Microsoft can help turn out apps it says are for fighting sex trafficking in part because so few people are inclined or able to dig too far under such an unimpeachable surface. After all, who is against fighting sex trafficking? This dynamic also explains Ashton Kutcher’s stature as the co-founder of the tech-to-fight-trafficking nonprofit Thorn, another Microsoft partner. The star of Dude, Where’s My Car? can get an invite to Congress to testify to his own alleged expertise fighting sex trafficking through tools that scrutinize sex work ads—not directly assisting victims but empowering cops who think there might be sex trafficking behind an escort ad. As law enforcement was partnering with Microsoft and scraping the internet looking for trafficking victims, meanwhile, federal prosecutors had walked away from charging Jeffrey Epstein with sex trafficking—this, even when they had multiple young women and girls saying he had victimized them willing to testify when they offered him a plea to a lesser charge in 2007. As the Miami Herald described the fallout, they “essentially shut down an ongoing FBI probe into whether there were more victims and other powerful people who took part in Epstein’s sex crimes.” All this is to say, sometimes A.I. sex trafficking victims can get more corporate, philanthropic, and law enforcement resources than actual victims.

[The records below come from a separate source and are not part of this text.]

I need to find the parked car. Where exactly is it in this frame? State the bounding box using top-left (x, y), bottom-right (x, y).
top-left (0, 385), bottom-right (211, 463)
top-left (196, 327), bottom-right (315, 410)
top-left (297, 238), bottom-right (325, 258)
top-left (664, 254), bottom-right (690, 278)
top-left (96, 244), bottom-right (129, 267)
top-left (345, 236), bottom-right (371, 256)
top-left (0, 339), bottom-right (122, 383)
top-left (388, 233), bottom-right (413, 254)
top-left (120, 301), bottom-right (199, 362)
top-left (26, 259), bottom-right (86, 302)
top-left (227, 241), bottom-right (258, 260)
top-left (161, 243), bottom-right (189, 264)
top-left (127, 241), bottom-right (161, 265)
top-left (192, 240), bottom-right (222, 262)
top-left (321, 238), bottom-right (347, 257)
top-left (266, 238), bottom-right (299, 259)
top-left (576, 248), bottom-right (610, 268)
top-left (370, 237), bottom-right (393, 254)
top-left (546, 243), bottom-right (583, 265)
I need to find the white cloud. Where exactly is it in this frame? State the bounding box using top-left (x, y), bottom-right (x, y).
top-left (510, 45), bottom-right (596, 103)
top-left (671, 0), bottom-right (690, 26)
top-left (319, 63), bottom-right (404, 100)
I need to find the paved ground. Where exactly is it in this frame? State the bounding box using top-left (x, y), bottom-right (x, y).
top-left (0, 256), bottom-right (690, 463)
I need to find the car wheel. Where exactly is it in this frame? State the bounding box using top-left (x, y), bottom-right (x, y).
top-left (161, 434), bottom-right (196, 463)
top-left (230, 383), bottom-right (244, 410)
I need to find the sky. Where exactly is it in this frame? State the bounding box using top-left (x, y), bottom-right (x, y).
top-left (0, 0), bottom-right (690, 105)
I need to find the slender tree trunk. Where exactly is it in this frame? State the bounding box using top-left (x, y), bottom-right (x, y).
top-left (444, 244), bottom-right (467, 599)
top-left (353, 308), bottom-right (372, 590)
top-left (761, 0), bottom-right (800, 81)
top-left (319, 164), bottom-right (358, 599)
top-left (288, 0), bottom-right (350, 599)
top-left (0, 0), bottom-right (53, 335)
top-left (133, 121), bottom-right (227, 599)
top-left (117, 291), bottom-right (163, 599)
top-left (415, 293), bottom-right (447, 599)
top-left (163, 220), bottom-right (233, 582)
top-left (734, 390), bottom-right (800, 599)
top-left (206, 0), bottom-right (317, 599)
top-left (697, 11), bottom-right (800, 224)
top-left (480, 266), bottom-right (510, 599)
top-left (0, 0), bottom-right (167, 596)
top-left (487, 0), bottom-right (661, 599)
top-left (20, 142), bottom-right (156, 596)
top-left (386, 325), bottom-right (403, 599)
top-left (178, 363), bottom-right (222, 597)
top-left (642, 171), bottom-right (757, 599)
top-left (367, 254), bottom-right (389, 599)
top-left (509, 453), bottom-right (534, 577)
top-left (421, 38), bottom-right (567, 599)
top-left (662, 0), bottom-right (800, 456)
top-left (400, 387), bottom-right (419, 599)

Joel Greenberg’s alleged role as Matt Gaetz’s Venmo-enabled procurer points to something else quite damning about the nature of sex trafficking prosecutions. For all of law enforcement’s claims that technology has allowed traffickers to operate in the shadows with near-impunity, rhetoric that anti–sex trafficking groups like Seattle Against Slavery bolster, the reality is that Gaetz may well have implicated himself. As The Daily Beast reported, his Venmo feed was public, including a note on a transaction with Greenberg, “hit up ___,” in which ___ was a nickname of one of the three young women Greenberg then paid in turn, with the memos “Tuition,” “School,” and “School.” This is not the work of criminal tech masterminds. “The arrogance of these guys,” noted a forensic accountant who audited the county that had employed Greenberg. “They just felt they were above the law. I’ve never seen it this bad.”

While foundations, cops, and tech companies spent decades fixated on surveillance and sex workers’ ads, Epstein was right there in the company of some of the world’s wealthiest and most politically connected men, and Greenberg—an elected official—was posting selfies and leaving his alleged commercial sex transactions public in his social feeds. To point this out isn’t meant to dignify the kind of QAnon-y grift peddled by Tucker Carlson, who is now pointing to the alleged Gates-Epstein relationship as proof of the cult’s conspiracy theories. The truth is far more dull and dangerous: Power is still very good at not looking like a crime.